Indexing text and generating
concordances
The syllable level coding
scheme used in the IITM Software lends itself to direct use with algorithms
used in indexing text. Indexing text is usually done by Hashing methods
with clash-avoidance.
Standard indexing algorithms
such as gnu dbm could be used to index the local language text created
by the Multilingual Editor or any appropriate application. The indexing
application breaks the text into words and eliminates those given in a
specific list. The sixteen bit codes in the word are converted into a three
byte ASCII representation before being indexed and the reverse process
is used to arrive at the original syllable based representation while retrieving
matches.
IITM has developed its own
indexing software which can index a set of files, create a concordance
map and a sorted list of words. The front end for this would be a program
that uses the IITM local language library to interact with the user.
Alternatively, the popular
Swish-E application used extensively for indexing on the web may be utilized
for indexing.
The Indexing software developed
at IITM works the following way.
Create the required local
language files and organize them into a meaningful directory structure.

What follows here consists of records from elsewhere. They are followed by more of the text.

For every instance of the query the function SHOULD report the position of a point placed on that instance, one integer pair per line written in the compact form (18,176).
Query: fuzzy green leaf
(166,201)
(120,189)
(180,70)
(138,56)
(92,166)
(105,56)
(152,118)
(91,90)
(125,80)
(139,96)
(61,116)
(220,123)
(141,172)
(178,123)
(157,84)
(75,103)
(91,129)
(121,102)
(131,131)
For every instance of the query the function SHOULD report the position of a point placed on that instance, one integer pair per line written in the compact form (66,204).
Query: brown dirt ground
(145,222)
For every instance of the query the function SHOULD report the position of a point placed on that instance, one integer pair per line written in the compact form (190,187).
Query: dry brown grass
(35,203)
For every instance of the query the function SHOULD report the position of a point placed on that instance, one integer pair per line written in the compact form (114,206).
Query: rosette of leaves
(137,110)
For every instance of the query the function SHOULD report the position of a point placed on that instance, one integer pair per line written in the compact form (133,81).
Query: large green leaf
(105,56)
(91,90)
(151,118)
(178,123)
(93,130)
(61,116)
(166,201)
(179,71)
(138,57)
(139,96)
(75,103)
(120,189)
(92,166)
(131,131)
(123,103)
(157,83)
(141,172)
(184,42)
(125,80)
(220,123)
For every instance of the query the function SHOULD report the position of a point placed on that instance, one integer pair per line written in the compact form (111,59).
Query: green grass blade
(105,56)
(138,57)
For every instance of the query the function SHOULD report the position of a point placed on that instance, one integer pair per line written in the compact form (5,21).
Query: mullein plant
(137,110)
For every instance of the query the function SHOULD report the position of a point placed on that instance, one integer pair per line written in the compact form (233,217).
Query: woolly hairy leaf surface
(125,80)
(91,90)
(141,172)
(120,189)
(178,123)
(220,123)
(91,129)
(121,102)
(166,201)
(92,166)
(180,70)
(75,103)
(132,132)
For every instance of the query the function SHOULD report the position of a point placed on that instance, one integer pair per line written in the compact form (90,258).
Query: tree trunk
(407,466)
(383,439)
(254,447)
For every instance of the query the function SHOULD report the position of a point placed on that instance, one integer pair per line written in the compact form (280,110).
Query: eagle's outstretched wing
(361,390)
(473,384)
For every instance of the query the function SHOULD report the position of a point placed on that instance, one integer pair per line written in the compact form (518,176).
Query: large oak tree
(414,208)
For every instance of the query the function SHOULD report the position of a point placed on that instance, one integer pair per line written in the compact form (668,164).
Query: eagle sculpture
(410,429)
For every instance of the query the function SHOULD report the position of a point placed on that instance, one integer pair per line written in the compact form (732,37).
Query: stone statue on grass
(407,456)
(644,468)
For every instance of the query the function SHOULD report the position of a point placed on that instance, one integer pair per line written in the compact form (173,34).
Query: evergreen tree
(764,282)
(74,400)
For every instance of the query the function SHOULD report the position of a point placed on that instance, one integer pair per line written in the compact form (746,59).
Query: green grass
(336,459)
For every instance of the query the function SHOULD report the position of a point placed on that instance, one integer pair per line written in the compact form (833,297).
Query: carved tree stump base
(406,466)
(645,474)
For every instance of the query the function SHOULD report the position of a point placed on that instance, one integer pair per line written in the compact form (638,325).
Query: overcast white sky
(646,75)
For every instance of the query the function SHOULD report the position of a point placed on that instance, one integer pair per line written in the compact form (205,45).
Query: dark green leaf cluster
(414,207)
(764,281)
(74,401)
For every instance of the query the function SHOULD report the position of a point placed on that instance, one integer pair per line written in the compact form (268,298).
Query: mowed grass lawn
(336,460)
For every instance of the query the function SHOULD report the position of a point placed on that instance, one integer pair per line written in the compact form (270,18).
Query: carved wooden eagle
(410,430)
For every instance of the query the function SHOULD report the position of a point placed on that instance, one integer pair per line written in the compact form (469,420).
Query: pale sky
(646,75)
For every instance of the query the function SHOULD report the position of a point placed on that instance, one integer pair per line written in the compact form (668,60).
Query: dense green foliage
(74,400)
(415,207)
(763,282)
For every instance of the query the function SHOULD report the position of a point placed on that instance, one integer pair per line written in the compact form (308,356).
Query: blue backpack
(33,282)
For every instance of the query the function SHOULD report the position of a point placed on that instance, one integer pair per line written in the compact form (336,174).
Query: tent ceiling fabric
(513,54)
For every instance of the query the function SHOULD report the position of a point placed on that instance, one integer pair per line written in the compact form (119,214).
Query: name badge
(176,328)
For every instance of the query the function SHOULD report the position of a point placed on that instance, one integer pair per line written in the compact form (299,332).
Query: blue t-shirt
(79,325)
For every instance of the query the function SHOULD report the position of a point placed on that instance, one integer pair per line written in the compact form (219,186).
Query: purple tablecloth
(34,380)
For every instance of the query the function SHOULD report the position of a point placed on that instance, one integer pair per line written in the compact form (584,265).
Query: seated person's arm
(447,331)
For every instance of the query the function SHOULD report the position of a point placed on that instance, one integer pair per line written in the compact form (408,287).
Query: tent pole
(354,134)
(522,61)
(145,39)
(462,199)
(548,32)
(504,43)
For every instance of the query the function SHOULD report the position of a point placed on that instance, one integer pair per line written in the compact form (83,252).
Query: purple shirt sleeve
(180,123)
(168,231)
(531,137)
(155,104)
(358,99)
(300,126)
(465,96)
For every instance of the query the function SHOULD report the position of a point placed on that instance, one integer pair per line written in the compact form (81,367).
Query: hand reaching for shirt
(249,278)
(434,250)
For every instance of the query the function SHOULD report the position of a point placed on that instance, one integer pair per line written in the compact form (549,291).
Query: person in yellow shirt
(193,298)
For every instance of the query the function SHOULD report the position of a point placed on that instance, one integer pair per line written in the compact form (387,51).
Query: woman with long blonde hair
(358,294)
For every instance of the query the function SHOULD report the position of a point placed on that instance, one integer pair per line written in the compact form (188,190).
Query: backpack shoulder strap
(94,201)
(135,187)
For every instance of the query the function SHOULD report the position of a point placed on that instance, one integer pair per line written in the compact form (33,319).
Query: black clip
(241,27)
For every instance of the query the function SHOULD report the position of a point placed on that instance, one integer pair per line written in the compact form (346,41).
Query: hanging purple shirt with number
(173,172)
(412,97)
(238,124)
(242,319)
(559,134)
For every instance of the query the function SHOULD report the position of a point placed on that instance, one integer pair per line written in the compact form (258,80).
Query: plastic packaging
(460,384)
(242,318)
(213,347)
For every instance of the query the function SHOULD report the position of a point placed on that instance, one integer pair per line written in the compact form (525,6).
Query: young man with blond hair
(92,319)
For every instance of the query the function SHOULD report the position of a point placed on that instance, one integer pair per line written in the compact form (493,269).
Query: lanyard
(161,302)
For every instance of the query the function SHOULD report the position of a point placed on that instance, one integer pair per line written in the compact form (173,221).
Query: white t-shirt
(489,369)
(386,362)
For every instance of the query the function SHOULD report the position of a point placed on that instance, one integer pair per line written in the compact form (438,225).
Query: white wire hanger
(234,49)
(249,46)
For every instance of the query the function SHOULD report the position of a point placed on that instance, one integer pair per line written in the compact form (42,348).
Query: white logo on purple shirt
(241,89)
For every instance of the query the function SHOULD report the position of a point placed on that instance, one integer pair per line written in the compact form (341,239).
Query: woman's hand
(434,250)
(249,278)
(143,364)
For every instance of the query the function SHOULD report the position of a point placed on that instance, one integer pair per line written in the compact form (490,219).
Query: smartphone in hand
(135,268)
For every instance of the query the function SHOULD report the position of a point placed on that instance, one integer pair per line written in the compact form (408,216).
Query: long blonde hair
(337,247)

The IITM Multilingual Editor could be used for this purpose or conversion
utilities could be used to convert Indian language text in other formats
into the .llf form.
Create a list containing
the pathname to each file. This can be obtained from a recursive listing
of the directory and retaining only the Path names.
Run the indexing program
by specifying the list on the command line.
Run the utility program to
generate concordance information for each word.
Additionally, run other utilities
to generate word lists and sort them.
The search applications hosted
at this site (Bhagavadgita and Tirukkural) have been generated using the
above steps.